Nike is the latest company to be named in a lawsuit over “forever chemicals.” According to the complaint that it filed in a California state court on Monday, Ecological Alliance, LLC claims that the Swoosh has failed to warn citizens in California that its offerings – namely, Jordan duffle bags – contain Perfluorooctanoic Acid (“PFOA”), which is “part of a group of synthetic, man-made chemicals known to be harmful to humans and the environment,” thereby, running afoul of a California state health and safety law.
In the newly filed (and very brief) complaint, which it has lodged “in the public interest of the People of the State of California,” Ecological Alliance alleges that by offering for sale products that contain PFOA and thus, “exposing [consumers] to PFOA through usage of those products,” Nike is in violation of California’s Safe Drinking Water and Toxic Enforcement Act of 1986/Proposition 65. While the California state law does not necessarily ban or restrict the sale of products/packaging containing the 900 listed chemicals (there are exceptions), it requires businesses to provide a specific warning to California residents about “significant exposures to chemicals that cause cancer, birth defects, or other reproductive harm.”

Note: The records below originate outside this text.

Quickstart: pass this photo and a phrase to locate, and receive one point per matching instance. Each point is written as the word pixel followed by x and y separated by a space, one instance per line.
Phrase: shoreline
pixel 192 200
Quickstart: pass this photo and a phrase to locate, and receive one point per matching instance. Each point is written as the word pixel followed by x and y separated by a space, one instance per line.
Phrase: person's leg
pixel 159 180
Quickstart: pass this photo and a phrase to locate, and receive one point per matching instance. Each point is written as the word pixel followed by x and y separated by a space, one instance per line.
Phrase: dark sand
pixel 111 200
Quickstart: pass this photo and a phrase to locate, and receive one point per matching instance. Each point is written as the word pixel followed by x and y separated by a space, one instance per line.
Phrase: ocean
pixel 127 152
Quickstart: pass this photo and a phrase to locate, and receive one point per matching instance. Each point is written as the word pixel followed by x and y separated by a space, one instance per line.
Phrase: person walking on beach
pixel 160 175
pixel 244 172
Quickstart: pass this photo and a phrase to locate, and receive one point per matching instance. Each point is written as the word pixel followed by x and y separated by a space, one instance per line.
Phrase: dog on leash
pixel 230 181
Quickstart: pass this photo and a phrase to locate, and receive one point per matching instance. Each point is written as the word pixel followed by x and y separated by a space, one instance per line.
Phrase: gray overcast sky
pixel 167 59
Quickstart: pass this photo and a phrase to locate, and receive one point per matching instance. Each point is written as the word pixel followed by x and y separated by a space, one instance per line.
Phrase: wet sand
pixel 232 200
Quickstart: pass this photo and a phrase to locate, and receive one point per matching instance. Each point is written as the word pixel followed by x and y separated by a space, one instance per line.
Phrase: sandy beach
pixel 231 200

Nike and Dick’s Sporting Goods, which is also named as a defendant in the lawsuit for presumably offering up the allegedly forever chemicals-containing Nike wares, “know and intend that their products expose consumers in the State of California to PFOA,” per Ecological Alliance, and yet, allegedly failed to offer up such goods with the necessarily warning label.
Against this background, the plaintiff – a non-profit environmental group that has previously filed suits against Kroger, Burlington Coat Factory, Target, and Whole Foods, among others – sets out a single claim under Proposition 65 against Nike and Dick’s. It is seeking preliminary and permanent injunctive relief that orders the two defendants from “manufacturing, distributing, offering for sale, selling, and/or serving in the State of California Products that contain the Listed Chemical [PFOA] without first providing a ‘clear and reasonable warning’ under Proposition 65,” compels them to “provide the warning required under Proposition 65 regarding the products.”
Ecological Alliance is also seeking civil penalties against the defendants “in such amount as the court deems appropriate.”
THE BIGGER PICTURE: Ecological Alliance’s PFOA-centric lawsuit is the latest is a swiftly growing number of PFAS-centric cases targeting defendants in retail and beyond, marking an extension beyond the original pool of defendants, namely, entities that were accused of directly contaminating the environment via PFAS chemicals. (At least 1,235 PFAS lawsuits were filed in 2021, according to Bloomberg data.)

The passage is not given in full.